Bob Beck on August 7th, 2011

A Pilot Electronic Medical Record

Lawrence Loh, MD MPH CCFP

 

In a previous blog post, we discussed the possibility of developing an electronic medical record for La Romana. During our trip last year, we trialed a tracking system which involved both paper records that were stored by the hospital linked to an Excel spreadsheet that was organized by a unique patient identification number. This identification number, in turn, was linked to a photograph of the patient in question, stored with the Excel spreadsheet, and also linked to a paper record, which was stored at Good Samaritan for review by future teams. This provided two records – aggregate data for research stored in a locked Excel file, and paper records for each patient’s individual continuity of care.

Sample Spreadsheet Attached.

 

In creating a unique patient identification number, we attempted to overcome one of the biggest difficulties in creating an electronic medical record in La Romana—ensuring that the same record would travel with the same batey resident. Given the nature of our work in the bateyes, we attempted to develop a record system that would maximize the chance that records would follow individual patients.

 

We came up with a numbering system that followed the format YY-S-NNNNN. YY represented the last two digits of the year that the patient was enrolled; S was 0 for males and 1 for females, and NNNNN represented the number assigned to that patient at enrolment, sequential with each subsequent patient. Thus, the first female that we enrolled in the database had the number 10-1-00001; similarly, a male code might be 10-0-00302.

 

Setting up a traditional clinic in the bateyes, we followed patients through the process as they registered, were measured and placed in the waiting area, seen by one of our physicians, and dispensed medications. At the entrance to the clinic, patients were registered as above. We created a booklet with the above serial number noted, and took a photo of the patient. Within each booklet, we sought to fully complete the patient’s name and aliases, which batey they were from, and their home phone number and maternal tongue. Each clinic day ended with the creation of an Excel file listing all these details.

 

We kept a list of patient names and serial numbers, and recorded file names of the photos corresponding to each. Physicians then used the yellow cards to record the cause of the visit along with any medications prescribed and the doses used. The pharmacy volunteers then took these yellow cards and booklets, and double checked the completeness of the information before dispensing the medications.

 

At the end of each clinic day, we manually entered the information from the booklets and yellow cards into an Excel file. This file linked each line to an individual patient, their identification number, their corresponding photo, and the reasons for their visit and treatments received.

 

This system, as developed, had the potential to overcome a number of problems. Firstly, with regards to ongoing records safeguarding, the storage and keeping of the records by Good Samaritan Hospital meant that many of the batey residents would have a file upon their next visit from another team. At the same time, the use of a unique identification number and a biometric such as a photograph contributed to that continuity of care while carefully linking each record to a specific batey resident.

 

The manual entry of data, while seemingly tedious, did have its own benefits as well. It allowed standardization of diagnoses, which, in the context of the Excel sheet, provided valuable data as to what were the key reasons batey patients were seeking care from our clinic. It also allowed us to review each photograph, linking it to a specific record, and ensuring that each booklet represented a unique record that corresponded to a recorded line in the Excel file.

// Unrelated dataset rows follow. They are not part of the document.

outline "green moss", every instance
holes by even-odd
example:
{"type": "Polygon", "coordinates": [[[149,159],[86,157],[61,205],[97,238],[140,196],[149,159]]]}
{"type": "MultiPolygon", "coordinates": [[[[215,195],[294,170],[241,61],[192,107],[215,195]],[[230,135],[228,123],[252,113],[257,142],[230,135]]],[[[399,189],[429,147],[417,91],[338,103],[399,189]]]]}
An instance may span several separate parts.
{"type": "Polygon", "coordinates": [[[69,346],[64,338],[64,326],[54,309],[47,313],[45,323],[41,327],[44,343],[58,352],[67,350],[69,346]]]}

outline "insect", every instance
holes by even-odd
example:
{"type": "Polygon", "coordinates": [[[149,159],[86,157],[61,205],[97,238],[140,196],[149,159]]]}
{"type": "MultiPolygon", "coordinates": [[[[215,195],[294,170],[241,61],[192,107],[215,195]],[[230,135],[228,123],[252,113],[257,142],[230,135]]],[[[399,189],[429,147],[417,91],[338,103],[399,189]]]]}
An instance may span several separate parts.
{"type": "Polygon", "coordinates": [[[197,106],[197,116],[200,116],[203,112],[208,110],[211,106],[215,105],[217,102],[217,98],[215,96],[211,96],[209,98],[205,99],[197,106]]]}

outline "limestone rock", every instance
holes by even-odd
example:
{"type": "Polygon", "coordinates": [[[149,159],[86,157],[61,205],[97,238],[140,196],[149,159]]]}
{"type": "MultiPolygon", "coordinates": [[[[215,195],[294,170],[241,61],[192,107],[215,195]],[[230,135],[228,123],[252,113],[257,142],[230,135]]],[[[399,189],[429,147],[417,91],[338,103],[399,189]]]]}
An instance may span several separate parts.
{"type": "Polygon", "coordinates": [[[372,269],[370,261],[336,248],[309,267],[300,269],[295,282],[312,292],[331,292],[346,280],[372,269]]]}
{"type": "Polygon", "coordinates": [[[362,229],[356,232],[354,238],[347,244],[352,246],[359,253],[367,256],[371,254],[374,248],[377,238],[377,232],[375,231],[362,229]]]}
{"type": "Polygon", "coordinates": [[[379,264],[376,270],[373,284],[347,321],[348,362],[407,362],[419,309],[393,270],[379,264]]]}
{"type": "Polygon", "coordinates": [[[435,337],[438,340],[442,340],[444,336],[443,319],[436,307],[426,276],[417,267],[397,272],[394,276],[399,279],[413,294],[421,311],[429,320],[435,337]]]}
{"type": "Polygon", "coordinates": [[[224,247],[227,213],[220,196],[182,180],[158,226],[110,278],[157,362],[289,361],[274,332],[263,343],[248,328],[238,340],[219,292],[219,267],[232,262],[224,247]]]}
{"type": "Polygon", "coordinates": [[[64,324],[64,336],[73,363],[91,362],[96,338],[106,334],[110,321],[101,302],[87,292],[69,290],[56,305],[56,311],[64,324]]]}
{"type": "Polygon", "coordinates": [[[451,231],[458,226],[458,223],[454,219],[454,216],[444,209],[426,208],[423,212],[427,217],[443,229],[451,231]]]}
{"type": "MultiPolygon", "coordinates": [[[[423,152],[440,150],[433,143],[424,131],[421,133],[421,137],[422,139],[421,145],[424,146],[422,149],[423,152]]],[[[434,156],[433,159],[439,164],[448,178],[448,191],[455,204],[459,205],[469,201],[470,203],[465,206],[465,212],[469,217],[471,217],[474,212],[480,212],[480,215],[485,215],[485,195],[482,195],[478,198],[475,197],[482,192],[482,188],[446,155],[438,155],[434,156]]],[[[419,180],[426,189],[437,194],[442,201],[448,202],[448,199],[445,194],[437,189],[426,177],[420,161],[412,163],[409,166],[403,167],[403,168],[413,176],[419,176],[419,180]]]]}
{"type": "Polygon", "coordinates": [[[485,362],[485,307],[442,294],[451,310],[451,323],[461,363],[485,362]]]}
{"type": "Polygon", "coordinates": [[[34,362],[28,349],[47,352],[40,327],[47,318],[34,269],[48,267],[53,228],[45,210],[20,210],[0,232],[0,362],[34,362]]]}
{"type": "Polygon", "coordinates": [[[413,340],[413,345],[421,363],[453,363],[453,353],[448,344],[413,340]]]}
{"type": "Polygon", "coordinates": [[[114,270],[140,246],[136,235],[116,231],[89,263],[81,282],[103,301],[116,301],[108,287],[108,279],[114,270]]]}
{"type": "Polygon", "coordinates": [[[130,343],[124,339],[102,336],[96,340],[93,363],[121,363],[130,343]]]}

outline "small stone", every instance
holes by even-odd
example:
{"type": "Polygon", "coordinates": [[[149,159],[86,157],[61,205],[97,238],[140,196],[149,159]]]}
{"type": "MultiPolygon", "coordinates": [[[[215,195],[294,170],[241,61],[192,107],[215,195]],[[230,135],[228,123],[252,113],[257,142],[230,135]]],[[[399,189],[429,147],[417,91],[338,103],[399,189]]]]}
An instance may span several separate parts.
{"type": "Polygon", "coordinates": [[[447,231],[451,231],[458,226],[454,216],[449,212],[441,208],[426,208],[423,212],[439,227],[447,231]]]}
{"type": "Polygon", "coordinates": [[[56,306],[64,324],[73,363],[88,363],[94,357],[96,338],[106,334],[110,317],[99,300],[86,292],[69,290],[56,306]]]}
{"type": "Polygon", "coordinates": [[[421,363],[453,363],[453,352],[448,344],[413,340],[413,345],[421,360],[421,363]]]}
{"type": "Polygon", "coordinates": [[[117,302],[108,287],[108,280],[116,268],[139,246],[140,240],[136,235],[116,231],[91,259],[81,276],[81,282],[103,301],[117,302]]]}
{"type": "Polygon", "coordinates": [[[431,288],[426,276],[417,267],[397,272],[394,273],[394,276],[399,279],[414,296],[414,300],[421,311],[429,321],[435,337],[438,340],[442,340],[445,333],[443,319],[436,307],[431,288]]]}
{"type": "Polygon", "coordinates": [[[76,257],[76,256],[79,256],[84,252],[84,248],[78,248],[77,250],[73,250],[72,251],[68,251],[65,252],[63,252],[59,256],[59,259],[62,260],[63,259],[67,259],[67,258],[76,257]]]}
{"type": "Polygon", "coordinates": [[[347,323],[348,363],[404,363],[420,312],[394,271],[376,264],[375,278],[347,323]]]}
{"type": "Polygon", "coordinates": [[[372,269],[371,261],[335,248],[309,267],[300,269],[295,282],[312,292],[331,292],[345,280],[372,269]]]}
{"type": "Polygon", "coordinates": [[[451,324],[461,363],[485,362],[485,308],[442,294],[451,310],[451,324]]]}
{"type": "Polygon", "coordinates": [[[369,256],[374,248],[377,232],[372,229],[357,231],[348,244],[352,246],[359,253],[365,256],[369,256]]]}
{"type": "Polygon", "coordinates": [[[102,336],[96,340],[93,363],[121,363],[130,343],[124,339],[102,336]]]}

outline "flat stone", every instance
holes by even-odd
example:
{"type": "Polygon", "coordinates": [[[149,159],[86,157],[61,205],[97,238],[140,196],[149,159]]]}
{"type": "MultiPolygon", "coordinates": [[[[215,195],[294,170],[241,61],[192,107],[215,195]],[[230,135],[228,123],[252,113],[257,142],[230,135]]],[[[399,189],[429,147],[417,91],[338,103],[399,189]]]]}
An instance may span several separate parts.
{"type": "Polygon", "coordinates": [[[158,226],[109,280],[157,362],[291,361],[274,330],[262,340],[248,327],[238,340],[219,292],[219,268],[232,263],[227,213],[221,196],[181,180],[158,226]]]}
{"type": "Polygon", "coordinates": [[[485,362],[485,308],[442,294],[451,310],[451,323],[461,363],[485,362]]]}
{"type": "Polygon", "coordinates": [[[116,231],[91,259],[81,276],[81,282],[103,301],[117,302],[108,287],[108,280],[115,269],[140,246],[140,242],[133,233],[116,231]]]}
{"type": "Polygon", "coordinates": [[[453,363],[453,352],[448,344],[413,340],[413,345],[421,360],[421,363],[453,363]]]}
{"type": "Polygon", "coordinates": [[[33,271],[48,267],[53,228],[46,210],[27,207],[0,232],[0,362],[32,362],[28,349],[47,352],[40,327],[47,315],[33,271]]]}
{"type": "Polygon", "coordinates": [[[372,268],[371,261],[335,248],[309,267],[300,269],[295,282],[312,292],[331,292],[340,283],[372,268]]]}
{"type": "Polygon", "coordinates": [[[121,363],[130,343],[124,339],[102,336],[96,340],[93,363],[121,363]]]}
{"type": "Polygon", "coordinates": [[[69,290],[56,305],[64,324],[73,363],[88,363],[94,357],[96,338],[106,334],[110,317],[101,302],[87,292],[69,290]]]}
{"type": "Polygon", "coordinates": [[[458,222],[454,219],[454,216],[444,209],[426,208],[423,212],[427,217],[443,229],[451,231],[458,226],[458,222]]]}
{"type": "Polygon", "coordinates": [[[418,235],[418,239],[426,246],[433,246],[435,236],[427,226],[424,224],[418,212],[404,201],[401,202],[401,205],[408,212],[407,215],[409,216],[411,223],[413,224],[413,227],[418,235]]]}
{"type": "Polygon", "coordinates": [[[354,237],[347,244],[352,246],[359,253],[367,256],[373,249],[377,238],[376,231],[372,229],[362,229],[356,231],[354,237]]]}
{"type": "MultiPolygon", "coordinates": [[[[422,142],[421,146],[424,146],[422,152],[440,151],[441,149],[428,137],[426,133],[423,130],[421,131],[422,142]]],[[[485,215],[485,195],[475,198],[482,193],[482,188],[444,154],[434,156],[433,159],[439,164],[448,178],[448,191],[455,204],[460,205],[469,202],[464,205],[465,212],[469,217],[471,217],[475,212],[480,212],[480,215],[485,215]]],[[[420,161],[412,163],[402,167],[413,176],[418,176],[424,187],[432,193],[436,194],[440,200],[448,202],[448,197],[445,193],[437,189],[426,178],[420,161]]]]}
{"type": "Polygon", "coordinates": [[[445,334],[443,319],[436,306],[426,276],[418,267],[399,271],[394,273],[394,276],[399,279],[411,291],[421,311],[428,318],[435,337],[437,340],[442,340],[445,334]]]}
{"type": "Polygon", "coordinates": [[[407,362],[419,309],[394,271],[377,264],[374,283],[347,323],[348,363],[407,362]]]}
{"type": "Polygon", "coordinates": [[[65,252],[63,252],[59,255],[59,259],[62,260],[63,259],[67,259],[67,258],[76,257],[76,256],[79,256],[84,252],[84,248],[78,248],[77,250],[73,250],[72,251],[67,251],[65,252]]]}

We should consider to a proper electronic medical record, with equipment, could streamline this process by allowing entry and linking at the point of care.

 

The existing system posed a number of challenges for the benefits it provided—it required an additional time and work commitment from clinic staff, particularly with the taking of the photos and ensuring that all the information was properly filled out; it also required an additional time commitment at the end of the day for further data entry. Another challenge of the system, as it existed, was the recording of ongoing visits. While our plan was to have each visit recorded as a new line or entry with the Excel file and to pass the Excel file on to each subsequent team, we were acutely aware that not all teams go to the same bateyes.

 

What we did glean, however, is that any future electronic medical record in La Romana should ensure continuity within the database. In that sense, biometrics like photographs and fingerprints should be considered for use and linked to a specific personal identification number. Each identification number should also be linked to the individual’s record, which can either be hard copy or electronic, and stored by the hospital (similar to a chart) to reduce the responsibility required for people to hold their own records in the batey setting.

 

As a next step, we should collectively examine possible platforms and electronic solutions that address these needs and that may serve as tools for Good Samaritan in La Romana.

 

Lawrence Loh is a family and urgent care physician from Toronto, Canada. He is specialising in public health and preventive medicine at the University of Toronto and is a graduate of the Johns Hopkins Bloomberg School of Public Health. He has been going to La Romana annually for the last few years as a co-founder of the Pluribus Network, a non-profit organization based out of New York.

 


(Contains 1 attachments.)

Post to Twitter Tweet This Post

  • Share/Bookmark
Bob Beck on July 28th, 2011

An Electronic Medical Record for La Romana?

Lawrence Loh, MD MPH CCFP

One of the biggest complexities in health care, even in the developed world, is continuity of care, especially among providers. Many health conditions are not strictly acute, but develop over years, such as adult-onset diabetes, high blood pressure, and obesity. Coordinating monitoring and treatment efforts serves to prevent diseases from beginning in the first place, and reduces the harms associated with disease progression and treatment side-effects once the condition has been identified.
Health care in the bateyes often occurs with a short-term time scale and vision, given the nature of many of our medical outreach trips in La Romana. However, the problems that plague the people of the bateyes are deeper systemic issues—low education, poor hygiene practices, limited access to adequate and nutritious food and water. It follows that many of the health problems treated on a short time scale only reflect these underlying long-term issues. Chopping off the tip of the iceberg during our week down there only means that the tip will grow back six months later. To accomplish long-term health outcomes for patients – in any setting, but especially in the bateyes – we need to improve the “picture” we have of our patients there.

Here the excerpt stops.